David Foster Wallace: una semblanza
William R. Katovsky / 1987
Arrival, verano de 1987.
David Wallace está arrodillado en el vestíbulo, como un golfista que trazara un putt. Se saca un Marlboro Light de sus pantalones de pana grises y lo enciende. Antes de que el cigarrillo le llegue a la boca de nuevo, una de sus alumnas, una chica universitaria, bronceada, fornida, con una espesa melena rubia melada, se le aproxima.
“No puedo ir a clase el jueves”, dice.
Desde la posición en que se encuentra, está de cara a la entrepierna de ella, así que se levanta, con el cigarrillo todavía a varios centímetros de los labios. “¿Puedes repetir eso?”, pregunta.
“No podré venir el jueves. Creo que he cogido bronquitis.”

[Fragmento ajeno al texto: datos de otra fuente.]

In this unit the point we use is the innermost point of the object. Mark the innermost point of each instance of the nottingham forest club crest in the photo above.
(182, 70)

Las pulseras que lleva en ambas muñecas hacen un sonido metálico, tintinean musicalmente mientras ella se aparta el flequillo de la frente. La clase de Lengua Inglesa 210, Introducción a la Escritura de Ficción, comienza en breve.
“Claro, yo tampoco me encuentro bien”, dice. “Acabo de superar una neumonía viral. Todo el mundo parece estar cogiendo la fiebre del Valle”
“Qué es eso?”
“¿La fiebre del Valle? Un hongo del desierto que viaja por el aire.”
Tose.
Ella se mueve nerviosa, vacilante. De nuevo se toca el flequillo. “¿Afectará a mi nota si no aparezco por clase?”
Él la mira friamente, frunciendo el ceño.
“Se supone que tengo que estar muy temprano en el aeropuerto al día siguiente para coger un vuelo a Hawái.”